More questions for Rell likely over budget-poll focus groups
Hartford - Kenneth Dautrich, the same professor who directed a Dec. 16 focus group that has landed Gov. M. Jodi Rell in a controversy about mingling policy and politics with taxpayer funds, worked with graduate students to conduct two substantially similar focus groups earlier last fall, documents filed at the University of Connecticut show.
The focus groups are classified as "graduate research" on the filings with the school's Office of Research Compliance, and the money to pay for the project appears to have come from Dautrich's faculty research accounts at the university. The names of the graduate students were redacted in copies of the documents provided by UConn to The Day.
Rell has insisted that only a single focus group was held last December to help her craft her budget message and weigh the public's opinion of various strategies to close a looming state deficit.
But the existence of two additional efforts to test the public's opinion on taxes and budgeting will likely raise more questions for Rell, who faces inquiries from state elections officials, state auditors and Attorney General Richard Blumenthal about the scope and purpose of Dautrich's research, which was publicly funded but included substantial advice on how to best position the governor politically and give her leverage over Democratic opponents in the legislature.
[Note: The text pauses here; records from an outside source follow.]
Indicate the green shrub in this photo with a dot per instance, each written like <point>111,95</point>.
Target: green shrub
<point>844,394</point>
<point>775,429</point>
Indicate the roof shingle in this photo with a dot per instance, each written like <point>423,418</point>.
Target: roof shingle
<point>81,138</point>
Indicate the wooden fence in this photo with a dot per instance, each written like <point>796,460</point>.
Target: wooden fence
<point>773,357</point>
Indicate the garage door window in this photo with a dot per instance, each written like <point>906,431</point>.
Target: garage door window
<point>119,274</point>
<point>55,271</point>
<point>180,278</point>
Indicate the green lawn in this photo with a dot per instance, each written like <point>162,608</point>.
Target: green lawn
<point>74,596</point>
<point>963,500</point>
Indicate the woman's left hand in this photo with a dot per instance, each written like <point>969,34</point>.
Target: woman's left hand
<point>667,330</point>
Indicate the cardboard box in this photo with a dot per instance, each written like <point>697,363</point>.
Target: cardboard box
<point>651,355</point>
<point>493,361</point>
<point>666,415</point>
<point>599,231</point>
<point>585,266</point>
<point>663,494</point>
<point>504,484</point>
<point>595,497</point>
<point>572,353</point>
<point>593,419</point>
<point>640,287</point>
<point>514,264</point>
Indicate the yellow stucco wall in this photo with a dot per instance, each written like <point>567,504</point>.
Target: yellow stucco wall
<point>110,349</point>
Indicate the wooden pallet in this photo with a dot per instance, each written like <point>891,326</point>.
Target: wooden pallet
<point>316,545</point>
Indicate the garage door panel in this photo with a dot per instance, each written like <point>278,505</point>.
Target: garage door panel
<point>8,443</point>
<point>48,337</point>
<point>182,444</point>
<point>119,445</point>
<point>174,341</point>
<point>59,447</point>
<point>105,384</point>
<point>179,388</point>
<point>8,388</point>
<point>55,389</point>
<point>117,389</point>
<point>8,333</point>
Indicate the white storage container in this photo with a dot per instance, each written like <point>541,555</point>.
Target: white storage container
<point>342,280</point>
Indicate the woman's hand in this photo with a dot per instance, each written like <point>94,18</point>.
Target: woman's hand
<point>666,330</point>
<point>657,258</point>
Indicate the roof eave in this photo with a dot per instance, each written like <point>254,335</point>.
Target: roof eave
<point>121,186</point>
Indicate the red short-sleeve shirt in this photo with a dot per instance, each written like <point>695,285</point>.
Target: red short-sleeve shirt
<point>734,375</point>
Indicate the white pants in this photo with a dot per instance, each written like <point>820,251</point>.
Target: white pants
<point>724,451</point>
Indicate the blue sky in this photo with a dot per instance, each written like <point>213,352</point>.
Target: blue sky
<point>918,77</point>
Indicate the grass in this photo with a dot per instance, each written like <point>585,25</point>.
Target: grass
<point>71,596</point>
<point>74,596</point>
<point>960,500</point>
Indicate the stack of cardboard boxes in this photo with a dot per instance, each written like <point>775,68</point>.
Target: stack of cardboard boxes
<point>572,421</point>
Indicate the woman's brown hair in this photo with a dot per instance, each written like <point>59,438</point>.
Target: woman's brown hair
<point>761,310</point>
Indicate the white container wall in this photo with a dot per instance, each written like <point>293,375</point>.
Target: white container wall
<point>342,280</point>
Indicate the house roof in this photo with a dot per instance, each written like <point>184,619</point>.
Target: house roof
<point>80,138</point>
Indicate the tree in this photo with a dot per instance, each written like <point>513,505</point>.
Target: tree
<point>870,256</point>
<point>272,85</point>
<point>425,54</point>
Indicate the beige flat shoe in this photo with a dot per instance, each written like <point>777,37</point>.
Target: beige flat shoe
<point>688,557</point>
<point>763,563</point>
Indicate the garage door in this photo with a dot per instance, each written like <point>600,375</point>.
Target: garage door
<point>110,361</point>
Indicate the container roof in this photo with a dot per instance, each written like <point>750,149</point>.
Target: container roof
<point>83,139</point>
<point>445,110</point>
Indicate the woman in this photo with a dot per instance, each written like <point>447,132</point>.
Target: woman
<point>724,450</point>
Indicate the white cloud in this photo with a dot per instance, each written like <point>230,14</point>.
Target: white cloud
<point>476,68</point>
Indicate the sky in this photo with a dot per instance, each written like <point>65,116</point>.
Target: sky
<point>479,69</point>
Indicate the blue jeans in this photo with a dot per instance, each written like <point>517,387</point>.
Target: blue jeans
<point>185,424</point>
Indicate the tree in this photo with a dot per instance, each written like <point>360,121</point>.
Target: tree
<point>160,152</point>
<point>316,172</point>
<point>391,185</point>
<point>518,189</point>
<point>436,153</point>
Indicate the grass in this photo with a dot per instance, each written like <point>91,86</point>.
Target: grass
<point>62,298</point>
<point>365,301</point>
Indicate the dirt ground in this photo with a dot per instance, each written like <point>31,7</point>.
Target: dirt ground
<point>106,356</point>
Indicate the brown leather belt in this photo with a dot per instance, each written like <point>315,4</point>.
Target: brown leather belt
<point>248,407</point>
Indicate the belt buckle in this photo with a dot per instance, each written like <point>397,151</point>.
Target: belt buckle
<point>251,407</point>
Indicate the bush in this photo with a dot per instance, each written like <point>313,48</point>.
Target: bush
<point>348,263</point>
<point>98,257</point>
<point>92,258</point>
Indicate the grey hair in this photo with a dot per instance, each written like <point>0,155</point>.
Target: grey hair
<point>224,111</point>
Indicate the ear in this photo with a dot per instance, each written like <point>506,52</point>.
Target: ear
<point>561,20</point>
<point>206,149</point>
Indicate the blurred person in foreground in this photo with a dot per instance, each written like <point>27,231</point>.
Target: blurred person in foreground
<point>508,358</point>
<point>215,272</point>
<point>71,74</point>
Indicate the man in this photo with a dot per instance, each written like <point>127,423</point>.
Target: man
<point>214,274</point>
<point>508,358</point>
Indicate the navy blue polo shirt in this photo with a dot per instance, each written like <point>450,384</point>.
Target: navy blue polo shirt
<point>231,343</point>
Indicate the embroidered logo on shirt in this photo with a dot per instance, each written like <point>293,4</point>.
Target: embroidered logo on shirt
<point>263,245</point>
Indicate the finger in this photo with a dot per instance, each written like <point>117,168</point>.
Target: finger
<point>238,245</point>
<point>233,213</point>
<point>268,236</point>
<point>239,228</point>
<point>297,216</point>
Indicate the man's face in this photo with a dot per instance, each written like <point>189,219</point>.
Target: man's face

The research project occurred during the same period that Dautrich and Rell's chief of staff, M. Lisa Moody, had discussed ways to measure public opinion as Rell crafted a new budget, including the idea - eventually discarded - to conduct a full-fledged phone poll of voters using the resources provided to Dautrich by the state Office of Policy and Management.
The filings show that one focus group was scheduled for Nov. 12 in the library of UConn's West Hartford campus, with a second held Nov. 19 in East Hartford.
A Rell spokesman would not say Wednesday whether any of the information collected in the earlier focus groups had been shared with the governor or her staff to help craft the budget message, though the subject matter was similar, according to a list of discussion points included in the compliance filings.
"Our office is not commenting while the audit - which we welcome and are cooperating with fully - is continuing," said the spokesman, Rich Harris.
Dautrich did not return repeated calls seeking comment.
Additional documents obtained this week from UConn also confirm the view that unnamed representatives of the governor's office were seeking to strike a deal to pay Dautrich with public funds to conduct a voter poll to test Rell's budget proposal before she presented it to the public in February.
Rell has insisted that such a poll was rejected as soon as Dautrich proposed it in the summer of 2008, but e-mail exchanges among UConn academic department heads and several deans make it clear that university officials believed the Rell administration was on the verge of signing a "contract" to conduct the poll as late as Jan. 21, just two weeks before Rell's budget was to be presented to the legislature.
On Jan. 21, as UConn officials were debating whether university policy would require that Dautrich conduct any poll commissioned by the governor's office through the school's existing polling center - rather than conducting it independently, as Dautrich has said he would have preferred - Amy K. Donahue, the chair of the Public Policy Department and Dautrich's supervisor, informed Dean Jeremy Teitelbaum that Rell's staff was anxious to have a decision made soon.
"If possible, the governor's staff would like to meet about this project tomorrow morning," Donahue wrote in an e-mail.
Through a UConn spokesman, Donahue said Wednesday that the desires of the governor's staff had been relayed to her by Dautrich.
A review of documents provided by the university to The Day also shows that the governor's office did not fully comply with previous requests for public records, leaving out a handful of e-mail responses from Moody to Dautrich, including a message that thanks the professor for his help in crafting Rell's budget speech.
Harris declined to comment on any of the new findings in the UConn documents, but said in an interview this week that the Moody e-mails had been withheld from a reporter inadvertently because the governor's staff had not correctly used the "Find" function in the Outlook e-mail program when complying with The Day's records request.